Ein Vulkanausbruch im Familienzentrum, den gibt es nicht alle Tage. Aus Knete hatten die Paare einen Krater gebaut. Zitronensäure, Natron und Spülmittel bildeten die Grundlage für eine chemische Reaktion, die Schaum aus dem Vulkan quellen ließ.

Staunende Gesichter

In einem anderen Versuch galt es zu testen, wie viele Wassertropfen auf ein 10-Cent-Stück passen (20 war das Maximum, das erreicht wurde).

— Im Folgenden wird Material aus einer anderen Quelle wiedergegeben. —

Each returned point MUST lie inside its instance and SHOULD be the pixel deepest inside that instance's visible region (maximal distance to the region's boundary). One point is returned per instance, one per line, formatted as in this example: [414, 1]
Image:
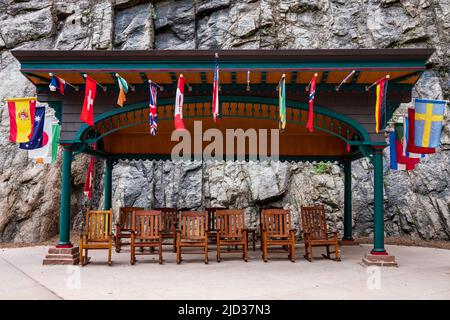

Gegenstände wie eine Murmel oder ein Plastiklöffel wurden auf ihre Schwimmtauglichkeit geprüft, eine „Ballon-Rakete“ aus Toilettenrollen sorgte ebenfalls für staunende Gesichter.

Nicole Wiebusch und Jane Bronswick aus dem Familienzentrum sowie Grundschulsozialarbeiterin Hilke Bosse (Kinderhaus Wittlager Land) hatten den Nachmittag vorbereitet. Wiebusch und Bronswick haben erst kürzlich eine Fortbildung zu diesem Thema mitgemacht. Aber generell gilt: Im Wirbelwind wird viel geforscht.

„Mit Smileys konnten die Duos bewerten, wie ihnen der jeweilige Versuch gefallen hat. Am Ende haben alle eine Urkunde und einen Versuch für zu Hause mitbekommen“, berichtete Hilke Bosse.